The company’s founders and leadership include researchers formerly affiliated with the University of Oxford, Harvard University, and the University of California, Berkeley.

In the same year, planqc secured seed funding of approximately €4.6 million from UVC Partners and Speedinvest to support the development of its neutral-atom quantum processors. Among the investors were Hermann Hauser, Ann-Kristin Achleitner, and Markus Wagner, who also joined the company's advisory board.

planqc’s scientific advisory board includes researchers in quantum physics, such as Immanuel Bloch, J. Ignacio Cirac, Artur Ekert, Dieter Jaksch, and Markus Müller.

In 2023, the company was selected by the German Aerospace Center (DLR) to develop a 1,000-qubit quantum computer under a contract valued at approximately €29 million.

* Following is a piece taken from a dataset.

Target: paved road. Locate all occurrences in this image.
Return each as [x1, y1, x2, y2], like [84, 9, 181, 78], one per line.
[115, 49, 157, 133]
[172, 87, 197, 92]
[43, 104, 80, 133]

In 2024, planqc was selected to lead a €21 million project to build a 1,000-qubit system integrated into the Leibniz Supercomputing Centre (LRZ) high-performance computing infrastructure. The initiative forms part of Germany’s broader national quantum-computing programme, in which neutral-atom systems are being developed for scalable hardware and for applications in scientific and industrial simulation. The same year, the company completed a €50 million Series A funding round led by CATRON Holding and DTCF. In parallel, the German Federal Ministry for Economic Affairs and Climate Action (BMWK) announced an investment to support planqc’s further development.

In 2025, planqc announced collaborations with the European Space Agency (ESA), Airbus, the Fraunhofer Institutes, and the consulting firm d-fine, to explore industrial applications of quantum computing, including materials science, climate modeling, and mobility optimization.
The work also includes joint research with the Technical University of Munich on quantum-based algorithms for aerodynamics and aircraft-stability simulations.

Later that year, planqc received the Deutscher Gründerpreis (German Founders Award) in the “Start-up” category.
== Technology ==
planqc builds quantum processors using ultracold neutral atoms confined in optical traps. Neutral-atom platforms are used internationally as an alternative route to scalable quantum processors, with multiple industrial groups developing architectures based on programmable atom arrays.
The atoms are manipulated using laser pulses to implement qubits and quantum gates. The platform operates at room temperature and is designed for integration into high-performance computing systems.